不慌不忙,零三理了理耳邊淺金色的頭發,他隨手召來一把椅子坐下:“那你就任由他這麼瞎著?沒了視力,他靠什麼參與接下來的副本?”
“更何況、共同推出一個十二席的玩家可是你我的約定之一,從你選擇做他‘外掛’的那一天起,他的命運就已經被外力所註定。”
“或者說,從他帶著創造天賦降生的一刻,今天發生的種種就已成一種必然。”
“創造天賦啊……自打眾神創世後,已經有多少年沒有見過脫離眾神的小世界了?”零三外表年輕,翠色的眼睛卻滄桑得像個老者,他伸手想摸摸白棠的頭發,卻很快被謝喬擋了下來。
“這要問問他自己的意思,”彎腰蹲在白棠面前,謝喬眼神專注地注視著對方,“白棠,你怎麼想?”
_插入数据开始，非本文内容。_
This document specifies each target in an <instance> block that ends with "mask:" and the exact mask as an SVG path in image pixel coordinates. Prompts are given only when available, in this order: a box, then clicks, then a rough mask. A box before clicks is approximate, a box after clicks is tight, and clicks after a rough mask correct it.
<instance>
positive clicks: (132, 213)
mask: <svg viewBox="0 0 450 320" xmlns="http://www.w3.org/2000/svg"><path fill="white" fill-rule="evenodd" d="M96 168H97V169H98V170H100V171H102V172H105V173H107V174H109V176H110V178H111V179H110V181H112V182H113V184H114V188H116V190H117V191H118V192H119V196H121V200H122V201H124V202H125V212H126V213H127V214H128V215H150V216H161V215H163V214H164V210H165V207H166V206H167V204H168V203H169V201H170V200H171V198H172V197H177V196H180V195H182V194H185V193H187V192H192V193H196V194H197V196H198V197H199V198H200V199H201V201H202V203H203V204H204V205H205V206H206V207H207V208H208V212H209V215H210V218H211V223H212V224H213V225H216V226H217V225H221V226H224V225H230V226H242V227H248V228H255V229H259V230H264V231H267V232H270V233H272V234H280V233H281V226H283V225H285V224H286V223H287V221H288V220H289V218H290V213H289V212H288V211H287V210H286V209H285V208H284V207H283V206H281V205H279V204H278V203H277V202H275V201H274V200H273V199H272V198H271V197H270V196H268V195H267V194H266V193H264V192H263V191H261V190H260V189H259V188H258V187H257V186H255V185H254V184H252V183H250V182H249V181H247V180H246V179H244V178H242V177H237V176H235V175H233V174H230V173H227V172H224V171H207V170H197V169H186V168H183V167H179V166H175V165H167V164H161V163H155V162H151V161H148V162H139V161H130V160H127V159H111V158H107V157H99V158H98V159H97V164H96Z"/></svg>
“我怎麼想?”略顯蒼白的唇瓣開合,白棠驀地笑了一聲,“情況不明就妄下結論,這可不是我平日行事的作風。”
“零三……大人,”不想與對方顯得過為親近,白棠勉為其難地加了個兩字尊稱,他偏了偏頭,靠著氣息的波動精準地確定了方向,“關於你所說的一切,難道不該給我一個合理的解釋嗎?”
又來了,謝喬在白棠身邊坐下,在確定自己現在不適合與對方硬拼時,他的小宿主就會進入這種帶著假笑的談判模式。
比如說他們在遊戲中初見的那一刻。
謝喬的腦子裡在想什麼零三當然不知道,他只是沉吟了一會兒,然後遲疑地點了點頭:“好吧,反正有謝喬在身邊,這些事你早晚也會知道。”
“你覺得kier遊戲的意義是什麼?”確認周圍已經被佈下了絕密的程式碼,零三開口詢問道,“讓你們互相殘殺、去各個世界裡進行歷練,它到底是為了什麼?”
遊戲的意義,這個問題白棠早就在腦中思考過,所以他此時沒多做猶豫便說出了心中的答案:“為了進化,或者說是為了促進人類的進化。”
就像是養蠱一樣,無論是開發能力池還是換取各式血脈,參與遊戲且能活下來的玩家無疑都在向更強更完美的方向發展,與剛進遊戲的普通人相比,他們無疑是更高等的存在。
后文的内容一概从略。